Already being trialled at an unnamed school in the USA, the Guardian Indoor Gunshot Detection system uses heat and sound from gunfire to alert police and also allows armed officers to track a gunman inside a building.
Roger Evans says that at a cost of £3m, the system would be less than 1% of the country's £3.5bn anti-terror budget and is calling for a trial at 50 undisclosed 'soft targets' in the capital. But is such a system really needed in London?
Despite reports of increased gun crime in the capital, the UK's firearm murder rate is actually pretty low compared to some countries. But a quick police response to a shooting incident is vital. The Met says armed officers should respond to incidents in about 12 minutes, though they faced criticism after the murder in Woolwich of Fusilier Lee Rigby after taking 14 minutes to respond.
Police in Washington DC use ShotSpotter and have called it 'instrumental' in enabling officers to be dispatched quicker when gunshots are heard. The caveat is, of course, that it's not infallible. A Washington Post article has highlighted some of the system's failings, such as false positives caused by similar noises and urban acoustics.
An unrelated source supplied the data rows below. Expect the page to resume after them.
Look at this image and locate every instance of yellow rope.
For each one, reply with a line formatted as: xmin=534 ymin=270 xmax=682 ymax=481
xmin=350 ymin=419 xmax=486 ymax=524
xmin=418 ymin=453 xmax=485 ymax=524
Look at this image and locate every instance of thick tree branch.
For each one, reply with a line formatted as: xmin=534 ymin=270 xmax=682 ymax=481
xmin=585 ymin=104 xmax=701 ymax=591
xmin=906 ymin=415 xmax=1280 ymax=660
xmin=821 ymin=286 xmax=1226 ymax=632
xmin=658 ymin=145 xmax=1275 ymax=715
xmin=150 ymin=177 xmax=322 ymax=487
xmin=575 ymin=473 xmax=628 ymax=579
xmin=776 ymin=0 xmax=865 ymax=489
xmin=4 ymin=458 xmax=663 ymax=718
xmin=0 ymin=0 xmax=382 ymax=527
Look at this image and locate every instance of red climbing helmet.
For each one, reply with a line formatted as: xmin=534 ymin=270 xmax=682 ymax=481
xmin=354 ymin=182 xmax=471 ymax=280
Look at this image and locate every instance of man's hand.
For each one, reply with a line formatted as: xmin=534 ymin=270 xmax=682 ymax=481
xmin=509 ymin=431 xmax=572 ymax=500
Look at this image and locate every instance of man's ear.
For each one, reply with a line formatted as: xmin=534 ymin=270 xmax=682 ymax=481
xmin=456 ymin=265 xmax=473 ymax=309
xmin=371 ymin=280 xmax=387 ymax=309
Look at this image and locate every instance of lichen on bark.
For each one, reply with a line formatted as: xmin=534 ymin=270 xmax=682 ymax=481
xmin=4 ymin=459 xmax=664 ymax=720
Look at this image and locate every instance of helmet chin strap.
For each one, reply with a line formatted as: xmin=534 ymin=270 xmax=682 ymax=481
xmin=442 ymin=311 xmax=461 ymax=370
It's worth bearing in mind that detectors would be part of a range of anti-terror measures, not a replacement for existing ones. Incidents that don't involve firearms (like at Woolwich) would still need different measures. The party is now calling for a trial of the system at 50 undisclosed public sites. GLA Conservative crime spokesman, Roger Evans said:
“One of the major issues during a live shooting situation is the time it takes to call the police. People first have to make life or death decisions to protect themselves before being in a position to use their phone, which delays response times. An alarm system detecting gunfire would automatically alert authorities to a live incident. It would remove the need to make emergency calls in the first place, cutting response times by several minutes and saving lives in the process."
Evans has written to the Mayor, Met Police Commissioner Bernard Hogan-Howe and Home Secretary Theresa May, urging a UK-wide pilot of the detectors.